Die schönsten Teile dieser Parkwiese sind die, wo begraben wird. Von dem richtigen Gefühl ausgehend, daß Leben und Tod Geschwister sind, die sich nicht ängstlich meiden sollen, hat man hier die Spiel- und Begräbnisplätze dicht nebeneinander gelegt, und dieselben Blumen blühen über beide hin. Aber der Tod, so gemütlich er mit dem Leben zu leben weiß, hat doch innerhalb seiner eignen Gebiete nicht ganz auf Scheidungen und Standesunterschiede verzichtet, die nun, so scheint es, Zeugnis ablegen sollen, daß wir uns hier auf dem Grund und Boden eines adligen Fräuleinstiftes befinden. Im Leben »leben und leben lassen«, aber im Tode – Rangordnung! So begegnet man denn Steinen und Grabkreuzen an drei verschiedenen Punkten des Parkes, und während die Dienstleute samt den Beamten an einer, die Gäste des Klosters an einer andern Stelle ruhn, ist den Stiftsdamen eine dritte Stelle vorbehalten geblieben. In zwei Reihen, zu beiden Seiten einer alten Rüsterallee, liegen sie hier in hoch aufgemauerten Gräbern, von denen übrigens keines über den Anfang des vorigen Jahrhunderts zurückreicht. In deutlichen Buchstaben sprach nur noch das Grab der letztverstorbenen Domina zu mir, stattlicher aber war ein älterer Stein, unter dem (wenn ich das Wappen richtig erkannt) eine von Pannewitz ihren letzten Schlummer schlief.

Auf dieses Epitaphium, das einen guten Überblick versprach, stieg ich hinauf und übersah nun, ein paar Zweige zurückbiegend, die ganze Klosteranlage: nach links hin der von Lindengängen eingefaßte See, zwischen uns und ihm ein buntes Durcheinander von Blumen- und Gemüsegärten und, mitten hineingestellt in diese, das villenartige Haus der Domina, dicht grenzend mit einem in Trümmern liegenden Langbau, der sehr wahrscheinlich einst das Refektorium des alten Klosters ausmachte.
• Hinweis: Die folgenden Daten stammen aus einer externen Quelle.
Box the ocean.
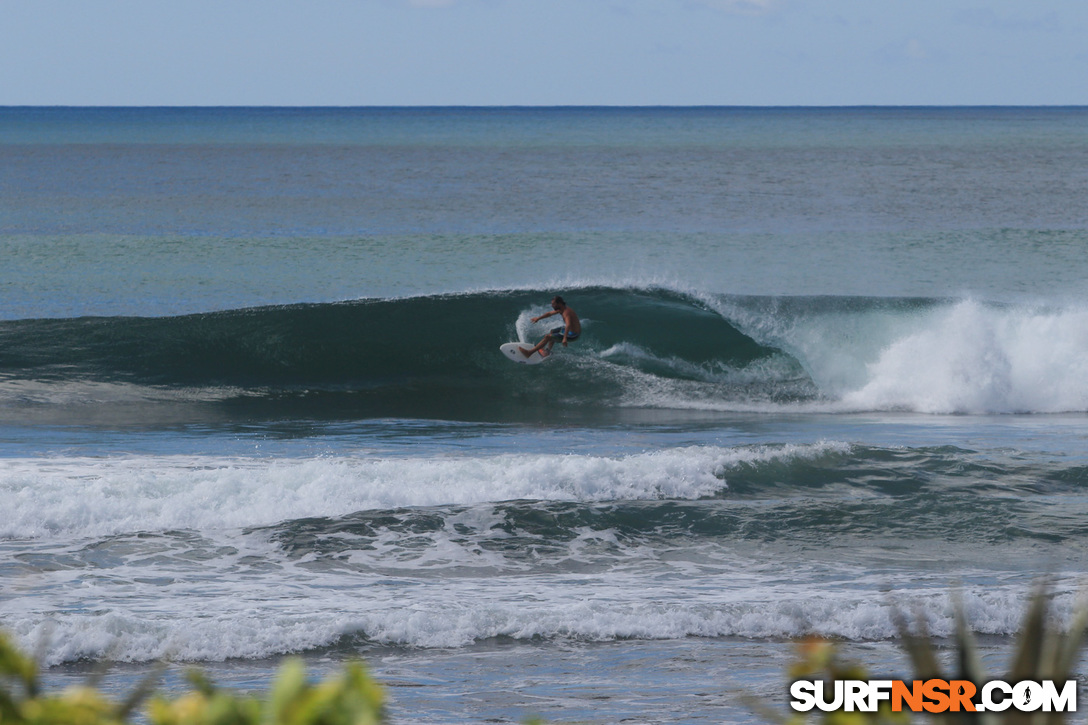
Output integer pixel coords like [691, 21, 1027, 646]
[0, 108, 1088, 723]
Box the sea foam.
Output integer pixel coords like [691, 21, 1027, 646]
[0, 443, 849, 539]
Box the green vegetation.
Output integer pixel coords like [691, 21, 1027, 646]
[0, 634, 385, 725]
[0, 587, 1088, 725]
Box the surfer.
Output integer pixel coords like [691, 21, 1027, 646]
[518, 295, 582, 357]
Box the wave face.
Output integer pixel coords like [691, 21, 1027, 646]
[0, 287, 815, 419]
[0, 287, 1088, 420]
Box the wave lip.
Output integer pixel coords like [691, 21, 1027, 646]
[0, 286, 1088, 420]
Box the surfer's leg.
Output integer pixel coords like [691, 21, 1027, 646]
[518, 335, 552, 357]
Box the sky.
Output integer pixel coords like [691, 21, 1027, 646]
[0, 0, 1088, 106]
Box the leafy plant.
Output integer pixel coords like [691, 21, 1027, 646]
[0, 632, 385, 725]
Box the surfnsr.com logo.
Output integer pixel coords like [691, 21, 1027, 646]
[790, 679, 1077, 713]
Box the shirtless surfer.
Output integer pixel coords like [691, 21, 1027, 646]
[518, 295, 582, 357]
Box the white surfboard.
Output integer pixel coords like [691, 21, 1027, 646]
[498, 343, 552, 365]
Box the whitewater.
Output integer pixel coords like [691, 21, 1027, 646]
[0, 109, 1088, 723]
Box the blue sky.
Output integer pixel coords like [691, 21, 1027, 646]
[0, 0, 1088, 106]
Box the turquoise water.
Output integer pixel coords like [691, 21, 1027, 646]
[0, 108, 1088, 723]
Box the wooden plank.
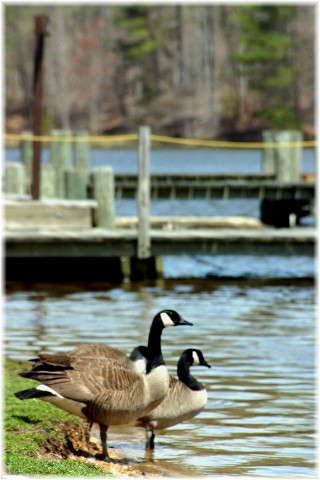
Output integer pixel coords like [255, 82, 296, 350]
[5, 227, 316, 258]
[4, 200, 97, 230]
[115, 216, 264, 230]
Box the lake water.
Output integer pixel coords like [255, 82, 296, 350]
[5, 279, 316, 478]
[4, 150, 317, 478]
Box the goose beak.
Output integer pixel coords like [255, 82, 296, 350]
[177, 317, 193, 325]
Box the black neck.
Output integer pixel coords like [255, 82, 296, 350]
[147, 319, 165, 373]
[177, 359, 204, 390]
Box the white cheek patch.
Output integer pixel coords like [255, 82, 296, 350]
[160, 312, 174, 327]
[192, 351, 200, 365]
[36, 384, 63, 398]
[134, 358, 147, 373]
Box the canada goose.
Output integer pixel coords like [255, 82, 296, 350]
[68, 344, 147, 373]
[134, 348, 211, 450]
[15, 310, 192, 461]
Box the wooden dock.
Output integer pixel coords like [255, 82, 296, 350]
[115, 173, 315, 201]
[5, 227, 316, 282]
[4, 200, 316, 281]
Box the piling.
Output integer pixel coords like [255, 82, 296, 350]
[4, 162, 25, 195]
[92, 167, 115, 228]
[263, 130, 303, 183]
[51, 130, 72, 198]
[74, 130, 90, 172]
[40, 165, 56, 198]
[137, 126, 151, 259]
[65, 168, 88, 200]
[262, 130, 276, 175]
[20, 131, 33, 193]
[31, 15, 49, 200]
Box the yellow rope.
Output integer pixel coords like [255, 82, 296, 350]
[4, 133, 317, 149]
[4, 133, 139, 143]
[151, 135, 317, 148]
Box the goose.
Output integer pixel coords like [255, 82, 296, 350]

Jetzt ist es Wirtschaftshof, Eis- und Vorratskeller der drei, vier Damen, die hier ihre Tage leben und beschließen, und jeder Zauber wäre dieser Verfallstätte längst abgestreift, wenn nicht die hohen, stehengebliebenen Giebelwände wären, mit ihren gotischen Nischen und Fenstern und ihrem Storchennest darauf.
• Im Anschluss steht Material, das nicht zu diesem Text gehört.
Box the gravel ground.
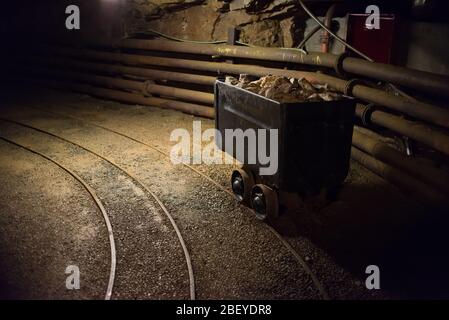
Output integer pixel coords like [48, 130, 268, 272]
[0, 140, 110, 299]
[0, 86, 448, 299]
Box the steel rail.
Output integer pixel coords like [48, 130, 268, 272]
[37, 47, 449, 128]
[0, 118, 195, 300]
[28, 103, 330, 300]
[0, 136, 117, 300]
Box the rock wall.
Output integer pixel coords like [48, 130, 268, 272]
[124, 0, 305, 47]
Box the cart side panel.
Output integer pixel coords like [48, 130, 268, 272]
[215, 81, 281, 187]
[280, 99, 355, 194]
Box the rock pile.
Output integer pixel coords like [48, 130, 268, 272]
[225, 74, 342, 103]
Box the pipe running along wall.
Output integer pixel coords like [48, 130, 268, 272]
[88, 39, 449, 97]
[40, 47, 449, 128]
[22, 58, 449, 160]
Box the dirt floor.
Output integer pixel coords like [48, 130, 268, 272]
[0, 88, 449, 299]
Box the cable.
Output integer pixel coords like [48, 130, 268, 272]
[296, 25, 321, 49]
[298, 0, 374, 62]
[298, 0, 416, 101]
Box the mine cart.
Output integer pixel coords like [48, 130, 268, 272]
[214, 80, 355, 220]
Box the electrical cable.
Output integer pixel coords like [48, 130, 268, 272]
[297, 0, 416, 101]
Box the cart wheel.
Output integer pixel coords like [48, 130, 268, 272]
[231, 169, 254, 203]
[251, 184, 279, 220]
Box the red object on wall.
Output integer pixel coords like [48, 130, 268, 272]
[346, 14, 397, 63]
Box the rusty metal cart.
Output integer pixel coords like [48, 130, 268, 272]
[215, 80, 355, 220]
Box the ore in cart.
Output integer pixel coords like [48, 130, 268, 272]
[214, 80, 355, 220]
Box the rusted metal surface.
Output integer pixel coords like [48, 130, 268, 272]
[26, 57, 216, 86]
[27, 76, 215, 119]
[352, 127, 449, 195]
[351, 147, 447, 207]
[27, 68, 214, 106]
[356, 104, 449, 155]
[86, 39, 449, 97]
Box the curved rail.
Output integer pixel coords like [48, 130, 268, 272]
[0, 136, 117, 300]
[22, 103, 330, 300]
[0, 118, 195, 300]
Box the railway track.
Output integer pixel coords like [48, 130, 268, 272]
[0, 117, 196, 300]
[0, 136, 117, 300]
[6, 103, 330, 300]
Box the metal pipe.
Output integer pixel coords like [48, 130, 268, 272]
[351, 147, 447, 207]
[86, 39, 449, 97]
[31, 67, 214, 106]
[321, 3, 337, 53]
[28, 57, 449, 159]
[356, 104, 449, 155]
[43, 48, 449, 128]
[28, 56, 216, 86]
[19, 74, 215, 119]
[352, 127, 449, 195]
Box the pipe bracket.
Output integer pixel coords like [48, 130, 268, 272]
[343, 79, 364, 97]
[360, 103, 376, 127]
[333, 52, 348, 78]
[142, 80, 154, 97]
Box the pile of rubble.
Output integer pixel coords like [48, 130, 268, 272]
[225, 74, 343, 103]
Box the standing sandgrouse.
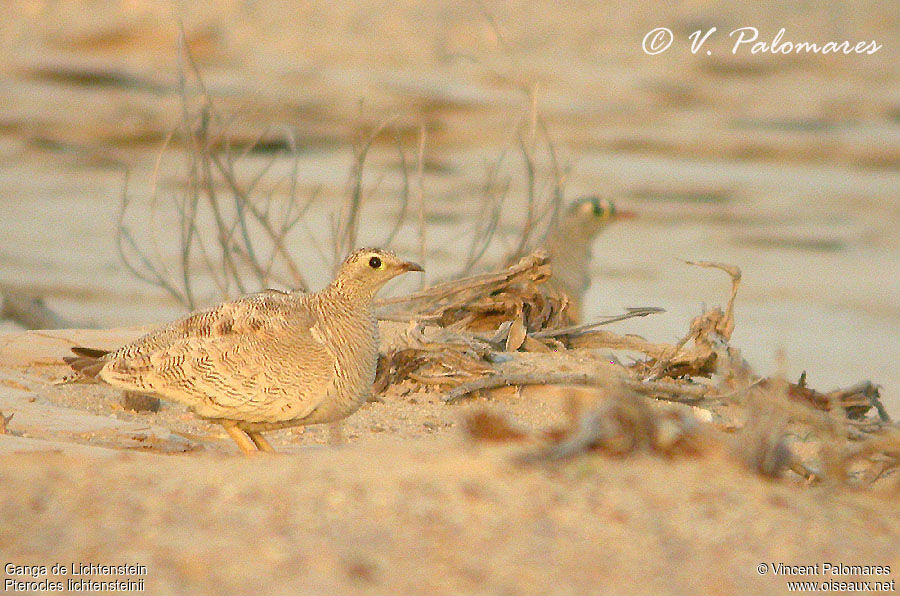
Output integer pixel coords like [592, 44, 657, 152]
[65, 249, 422, 454]
[545, 197, 631, 323]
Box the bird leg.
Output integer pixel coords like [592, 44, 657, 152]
[222, 420, 256, 455]
[244, 430, 275, 453]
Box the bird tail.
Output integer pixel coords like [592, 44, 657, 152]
[53, 346, 109, 385]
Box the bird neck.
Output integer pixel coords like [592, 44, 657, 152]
[322, 277, 379, 308]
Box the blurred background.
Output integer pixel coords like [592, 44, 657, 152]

Eine Viertelstunde lang hielt ich Umschau von dem Pannewitz-Grabstein aus; dann, auf einem Schlängelpfade den See gewinnend, schritt ich langsam einen Ufer- und Lindengang hinunter, bis ich mich unerwartet und plötzlich fast inmitten einer völlig veränderten Szenerie sah. Beete mit eingemusterten Blumen lagen wie Teppiche vor mir ausgebreitet, aus dem Mittelrondell stiegen Büsche von Ricinus und Canna indica auf, Wein und Pfirsich lachten am Spalier, und abwechselnd liefen Lauben von Geißblatt und Pfeifenkraut an der einen Seite des Gartens hin, während an der anderen ein Drahtzaun, leicht wie ein ausgespanntes Fischernetz, die Anlage schloß. War dies noch Klostergrund? Nein. Aus mittelalterlichen Überbleibseln heraus war ich in eine modernbürgerliche Welt eingetreten, und ein reicher, in Anlagen und Gartenkunst erprobter »Propriétaire« stickte hier mit eigner Hand diese Blumenmuster in den Rasenteppich und gefiel sich darin, in richtiger Benutzung des Erworbenen, auch dem, »was wohltut und gefällig ist«, zu dienen.

Ein Reichtum, der zur Pflege des Schönen führt, erfreut immer wieder mein Herz und tat es auch hier. Aber beinah wohltuender noch berührte mich die Wahrnehmung, daß das Fehlen einer Grenz- und Scheidelinie zwischen Klostergrund und Gartenanlage wenigstens an dieser Stelle kein bloßer Zufall war. Diese Scheidelinie fehlte, weil der Trennungsstrich auch in den Herzen nicht vorhanden ist und der Besitzer des Gartens Frieden und Freundschaft hält mit den Klosterfrauen von drüben.